CHILDLESS MARRIAGES.
There is a legend in the islands worthy of remembrance by those whose marriages are as yet unblest with children. We speak of that of St. Braccan's bed, where many a fair devotee has prayed and has had her prayers granted, as Anna of old had in the temple of Silo,[6] when the Lord bestowed on her childless marriage a child who was afterwards the prophet Samuel.
ARAN CHURCHES.
The churches are all of small dimensions—never more than sixty feet in length—at the eastern end of which is not unfrequently a chancel in which the altar was placed. Between the nave of the church and the chancel was the chancel arch of a semicircular form, a very beautiful specimen of which exists in the Protestant cathedral of Tuam. These temples, very imperfectly lighted by small windows splaying inwards, do not appear to have ever been glazed.
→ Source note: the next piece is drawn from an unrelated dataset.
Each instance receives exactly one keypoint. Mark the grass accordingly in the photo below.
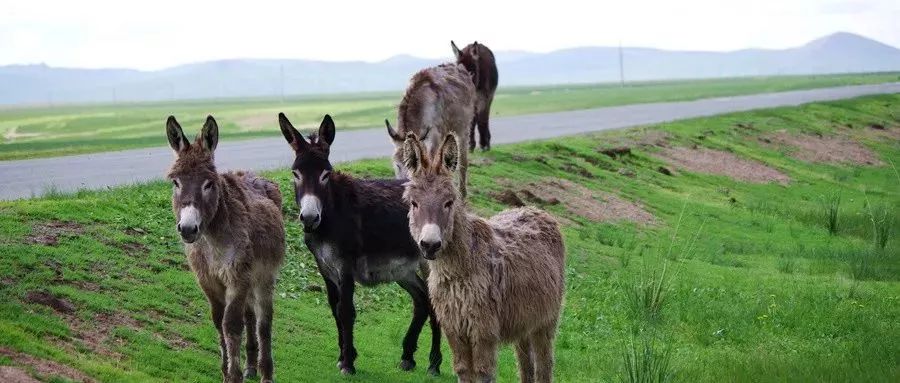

The chancel had usually two or three windows—one of which is always in the centre of the east end, with another in the south wall, another in the south wall of the nave, sometimes, though rarely, two in number. The windows are frequently triangular-headed, but more usually arched semicircularly, whilst the doorway is almost universally covered by a horizontal lintel consisting of a single stone. In all cases the sides of the doorways incline like the doorways in the old Cyclopean buildings, to which they bear a striking resemblance. The smaller churches were usually roofed with stone, whilst the larger ones were roofed with wood covered with thatch. The wells are carefully preserved, the scarcity of water rendering the possession of a well almost as precious to them as to the Eastern shepherds in the days of Rebecca.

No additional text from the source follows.